Johny Pitts foregrounds the everyday Black experience along the British coastline
“I keep everything,” Pitts laughs. “There’s so many terrible photographs in my archive. It’s about seven terabytes, and maybe only 3 per cent of it is usable. But it’s amazing how, as the years go by, I find new things. What I thought was a terrible image that just didn’t work, suddenly it’s like, ‘Actually, yeah.’ You see it in a new light.” As circumstances change, how one valorises images changes in tandem. Different stories can be extracted from the same materials, and one can re-evaluate what is considered worthy.

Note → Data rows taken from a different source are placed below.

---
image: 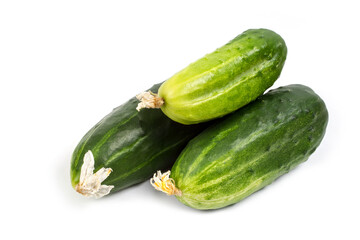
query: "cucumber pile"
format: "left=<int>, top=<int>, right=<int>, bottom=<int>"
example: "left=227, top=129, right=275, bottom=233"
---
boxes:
left=70, top=29, right=328, bottom=210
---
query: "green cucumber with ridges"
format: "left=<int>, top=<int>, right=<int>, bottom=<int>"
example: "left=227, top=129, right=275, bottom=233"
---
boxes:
left=139, top=29, right=287, bottom=124
left=151, top=85, right=328, bottom=209
left=70, top=84, right=207, bottom=197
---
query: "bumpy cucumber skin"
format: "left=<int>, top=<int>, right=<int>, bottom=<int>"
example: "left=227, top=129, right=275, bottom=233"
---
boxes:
left=70, top=84, right=207, bottom=193
left=158, top=29, right=287, bottom=124
left=170, top=85, right=328, bottom=209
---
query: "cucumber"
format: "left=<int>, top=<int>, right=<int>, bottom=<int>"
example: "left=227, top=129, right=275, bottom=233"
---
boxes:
left=138, top=29, right=287, bottom=124
left=70, top=84, right=207, bottom=197
left=151, top=85, right=328, bottom=209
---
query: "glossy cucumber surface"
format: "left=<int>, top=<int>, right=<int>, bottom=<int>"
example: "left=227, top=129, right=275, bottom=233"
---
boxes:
left=170, top=85, right=328, bottom=209
left=158, top=29, right=287, bottom=124
left=70, top=84, right=207, bottom=193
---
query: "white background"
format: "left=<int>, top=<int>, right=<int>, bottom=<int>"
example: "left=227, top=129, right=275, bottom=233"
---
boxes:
left=0, top=0, right=360, bottom=239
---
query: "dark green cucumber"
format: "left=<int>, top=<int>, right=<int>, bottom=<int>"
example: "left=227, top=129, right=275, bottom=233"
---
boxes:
left=71, top=84, right=206, bottom=196
left=170, top=85, right=328, bottom=209
left=158, top=29, right=287, bottom=124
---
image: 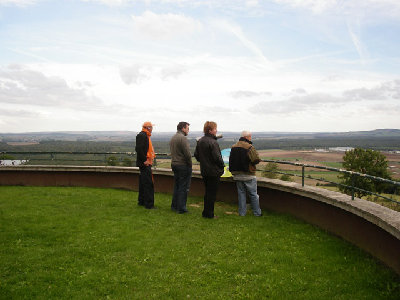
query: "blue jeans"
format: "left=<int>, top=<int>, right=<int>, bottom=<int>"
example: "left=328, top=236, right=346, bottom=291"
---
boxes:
left=171, top=165, right=192, bottom=213
left=236, top=178, right=262, bottom=217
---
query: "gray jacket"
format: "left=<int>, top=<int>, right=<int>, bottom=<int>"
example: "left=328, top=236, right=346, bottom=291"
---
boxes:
left=169, top=131, right=192, bottom=166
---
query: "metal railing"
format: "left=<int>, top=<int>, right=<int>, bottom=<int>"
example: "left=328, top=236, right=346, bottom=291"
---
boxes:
left=259, top=159, right=400, bottom=205
left=0, top=151, right=168, bottom=166
left=0, top=151, right=400, bottom=205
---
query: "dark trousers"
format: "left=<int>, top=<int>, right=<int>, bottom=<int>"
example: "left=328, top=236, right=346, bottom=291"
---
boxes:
left=138, top=166, right=154, bottom=208
left=202, top=176, right=220, bottom=218
left=171, top=165, right=192, bottom=213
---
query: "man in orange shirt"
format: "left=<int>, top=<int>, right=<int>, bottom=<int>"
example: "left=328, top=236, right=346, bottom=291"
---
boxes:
left=135, top=122, right=156, bottom=209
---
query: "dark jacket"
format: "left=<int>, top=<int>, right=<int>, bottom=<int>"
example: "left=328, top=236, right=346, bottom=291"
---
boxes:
left=169, top=131, right=192, bottom=167
left=229, top=137, right=261, bottom=175
left=135, top=131, right=149, bottom=167
left=194, top=134, right=225, bottom=177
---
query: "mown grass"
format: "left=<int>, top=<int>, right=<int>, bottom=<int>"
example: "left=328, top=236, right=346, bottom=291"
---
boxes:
left=0, top=187, right=400, bottom=299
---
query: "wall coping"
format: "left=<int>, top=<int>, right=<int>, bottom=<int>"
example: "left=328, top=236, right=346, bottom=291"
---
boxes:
left=0, top=165, right=400, bottom=240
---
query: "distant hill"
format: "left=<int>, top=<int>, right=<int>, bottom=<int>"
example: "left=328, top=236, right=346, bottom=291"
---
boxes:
left=0, top=129, right=400, bottom=143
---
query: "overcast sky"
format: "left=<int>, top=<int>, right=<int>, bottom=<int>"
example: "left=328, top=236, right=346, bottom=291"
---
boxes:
left=0, top=0, right=400, bottom=132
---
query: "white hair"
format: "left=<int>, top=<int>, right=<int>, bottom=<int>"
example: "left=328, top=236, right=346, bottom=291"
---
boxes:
left=241, top=130, right=251, bottom=137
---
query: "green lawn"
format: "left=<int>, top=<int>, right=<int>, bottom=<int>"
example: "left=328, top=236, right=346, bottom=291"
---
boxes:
left=0, top=187, right=400, bottom=299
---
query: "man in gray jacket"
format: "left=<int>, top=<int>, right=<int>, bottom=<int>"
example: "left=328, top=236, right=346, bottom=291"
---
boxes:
left=169, top=122, right=192, bottom=214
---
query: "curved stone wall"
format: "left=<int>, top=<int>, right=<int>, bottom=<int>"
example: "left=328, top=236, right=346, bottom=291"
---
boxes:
left=0, top=166, right=400, bottom=274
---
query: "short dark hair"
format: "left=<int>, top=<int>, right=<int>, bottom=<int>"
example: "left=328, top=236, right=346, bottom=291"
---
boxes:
left=203, top=121, right=217, bottom=134
left=176, top=121, right=190, bottom=131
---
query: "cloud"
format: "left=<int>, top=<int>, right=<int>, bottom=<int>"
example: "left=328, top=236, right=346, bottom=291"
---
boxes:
left=249, top=80, right=400, bottom=115
left=229, top=91, right=272, bottom=99
left=0, top=0, right=38, bottom=7
left=214, top=20, right=270, bottom=64
left=0, top=108, right=41, bottom=119
left=343, top=80, right=400, bottom=101
left=132, top=11, right=202, bottom=40
left=82, top=0, right=132, bottom=6
left=0, top=65, right=101, bottom=110
left=161, top=64, right=188, bottom=80
left=274, top=0, right=400, bottom=17
left=120, top=65, right=149, bottom=85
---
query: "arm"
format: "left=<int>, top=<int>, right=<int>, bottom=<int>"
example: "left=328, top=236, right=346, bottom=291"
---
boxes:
left=135, top=134, right=149, bottom=163
left=249, top=146, right=261, bottom=165
left=194, top=141, right=200, bottom=161
left=211, top=141, right=225, bottom=168
left=182, top=138, right=192, bottom=166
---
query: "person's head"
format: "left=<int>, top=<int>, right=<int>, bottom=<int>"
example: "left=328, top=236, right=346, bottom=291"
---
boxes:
left=176, top=121, right=190, bottom=135
left=142, top=122, right=154, bottom=133
left=241, top=130, right=251, bottom=141
left=203, top=121, right=217, bottom=135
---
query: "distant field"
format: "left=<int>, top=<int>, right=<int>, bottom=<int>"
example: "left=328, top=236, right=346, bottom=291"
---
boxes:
left=259, top=149, right=400, bottom=179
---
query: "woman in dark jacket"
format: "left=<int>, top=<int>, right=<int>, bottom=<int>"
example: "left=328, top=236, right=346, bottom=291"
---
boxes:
left=194, top=121, right=225, bottom=219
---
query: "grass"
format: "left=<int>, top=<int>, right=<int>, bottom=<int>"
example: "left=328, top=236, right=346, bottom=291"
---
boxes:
left=0, top=187, right=400, bottom=299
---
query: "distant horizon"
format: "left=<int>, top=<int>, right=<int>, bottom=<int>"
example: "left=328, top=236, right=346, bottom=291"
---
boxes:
left=0, top=0, right=400, bottom=133
left=0, top=128, right=400, bottom=135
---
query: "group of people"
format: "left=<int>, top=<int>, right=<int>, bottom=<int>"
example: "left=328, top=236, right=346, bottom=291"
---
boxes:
left=135, top=121, right=262, bottom=219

A companion exhibition to the book is on show at Graves Gallery in Sheffield – Pitts’ hometown – until 24 December, and will migrate to Stills in Edinburgh in spring 2023. The exhibition was commissioned by Photoworks for the inaugural Ampersand/Photoworks Fellowship. “I wanted to create conditions under which a Black or working-class community could feel at home,” Pitts says. “It’s important to take all these semiotic visuals and atmospheres and think, ‘How do I welcome people into this space?’” Pitts’ family helped bring the exhibition to life: his sister made a playlist from a local pirate radio station and a table for people to sit at, peppered with maps and family albums. His cousin constructed a model of Pitts’ childhood home; his niece and her friends helped with production. Creating a feeling of respite was important, and Pitts wants viewers to find resonance in his images beyond the artistic effort that brought them about. Appreciative visitors have contacted him to say: ‘I was looking through your family albums, and I remembered having wallpaper like that’. “Those little touches,” says Pitts, “mean everything to me.”